VI. Questions Worth Asking

Beyond the drama, there are deeper issues for developers to ponder.

1. Can Agent orchestration architectures really claim “originality”?

Honestly, the three-phase “plan–coordinate–execute” structure is not new. From AutoGPT to LangGraph to CrewAI, similar paradigms exist. No one can claim to have “invented” multi-agent. But OMO’s comparison focuses not on the broad structure but on specific coordination strategies, merge-review feedback loops, and triggers for dynamic routing — the engineering details that separate a functional framework from a non-functional one. If Anthropic merely “borrowed the concept,” that’s minor; if it mirrored these engineering decisions line-for-line, that’s a different story.

2. How passive are open-source contributors in reality?

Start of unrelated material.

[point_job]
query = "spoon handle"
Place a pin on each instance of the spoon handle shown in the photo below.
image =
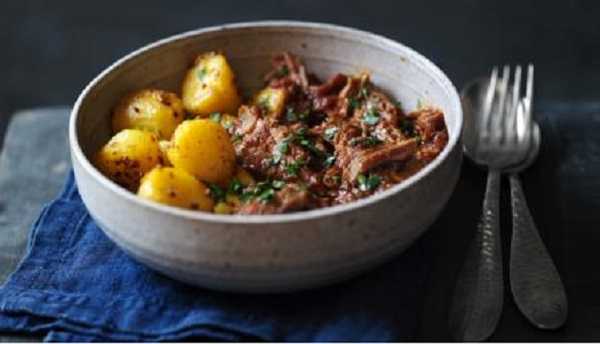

OMO is under a permissive MIT-style license, meaning Anthropic technically hasn’t violated any terms. But the gap between legal and fair is the real crux here. The open-source world has long debated adding stricter attribution clauses for frameworks (like BSD-4’s advertising clause or CC BY-style attribution). This controversy will likely reignite that discussion.

3. Will “block first, absorb later” become standard procedure?

That April API policy, officially framed as anti-abuse, effectively cleared the field for Anthropic’s own version. If this tactic proves effective, other model providers might follow suit. For open-source Agent projects, that implies the more successful you are, the likelier you’ll suddenly lose API access one day. A worrying signal for the ecosystem.


VII. What to Watch Next

In the short term, a few key things are worth tracking:

  • Whether Anthropic responds. The longer the silence, the more developers will question the originality of Claude Code’s new features.
  • OMO’s Codex-adapted version progress. If it can achieve results equal to or better than Claude on GPT-5.5, it’s a direct strike against ultracode’s closed strategy.
  • The stance of OpenCode’s parent project. With its 167,000 stars, its statement would carry weight. If Dax Raad’s “token burner” joke becomes an official statement, that changes everything.
  • FactoryAI’s reaction. If OMO manages to generate enough public pressure, FactoryAI may be forced to respond.

In all likelihood, there won’t be a quick “justice served” ending — historically, open source rarely wins against big tech. But this episode has surfaced a question long brushed aside: once an open-source project validates a technical path, what can the original creators reclaim — beyond a thank-you note?